Implementation of MobileNet Model

Paper and Pytorch Code discussion

Posted by Hitesh Kumar on November 1, 2020

xception

Abstract allows us to understand paper:

We present a class of efficient models called MobileNets for mobile and embedded vision applications. MobileNets are based on a streamlined architecture that uses depth- wise separable convolutions to build light weight deep neural networks. We introduce two simple global hyper- parameters that efficiently trade off between latency and accuracy. These hyper-parameters allow the model builder to choose the right sized model for their application based on the constraints of the problem.

We present extensive experiments on resource and accuracy tradeoffs and show strong performance compared to other popular models on ImageNet classification. We then demonstrate the effective- ness of MobileNets across a wide range of applications and use cases including object detection, finegrain classification, face attributes and large scale geo-localization.

In a nutshell:

The mobilenet paper is inspired from Xception paper (my implementation). While in xception network. Author used depthwise convolutions followed by pointwise convolutions. This helped decreasing computational cost of the entire model quite much.
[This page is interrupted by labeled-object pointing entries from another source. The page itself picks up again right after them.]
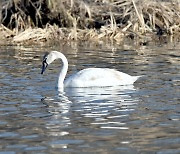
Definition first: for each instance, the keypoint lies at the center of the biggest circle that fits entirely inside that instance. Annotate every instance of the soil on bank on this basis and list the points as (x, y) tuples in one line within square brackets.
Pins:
[(94, 20)]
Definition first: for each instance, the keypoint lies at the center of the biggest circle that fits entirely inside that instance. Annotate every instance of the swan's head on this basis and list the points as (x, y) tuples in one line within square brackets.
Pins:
[(48, 59)]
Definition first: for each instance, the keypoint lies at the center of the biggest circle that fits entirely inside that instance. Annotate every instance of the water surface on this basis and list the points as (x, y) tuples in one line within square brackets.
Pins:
[(144, 118)]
Entire aim of mobilenet paper was to deliver state of the art model whose size is significantly less than previous SOTA(state-of-the-art) models like: VGG19, ResNet(34,50 etc), Inception etc.

mb1.png

As you can see above, MobileNet model got 4.2 million parameters. Comparison to GoogleNet (6.8 million), VGG16 (128 million). That’s what is helpful. And suggested by this paper. MobileNet is nearly as accurate as VGG16 while being 32 times smaller and 27 times less compute intensive. It is more accurate than GoogleNet while being smaller and more than 2.5 times less computation.

Note: MobileNet comparison is not only limited to GoogleNet or VGG but also applicable to PlaNet, CoCo object detection etc.

mb2.png

MobileNet Main Discussion:

For MobileNets the depthwise convolution applies a single filter to each input channel. The pointwise convolution then applies a 1 × 1 convolution to combine the outputs the depthwise convolution.

mb3.png

As you can see above. Instead of Standard Convolution strategy, we are using 3x3 depthwise convolution followed by Batch Normalization and ReLU. Later 1x1 pointwise convolution to complete our depthwise separable convolution layer.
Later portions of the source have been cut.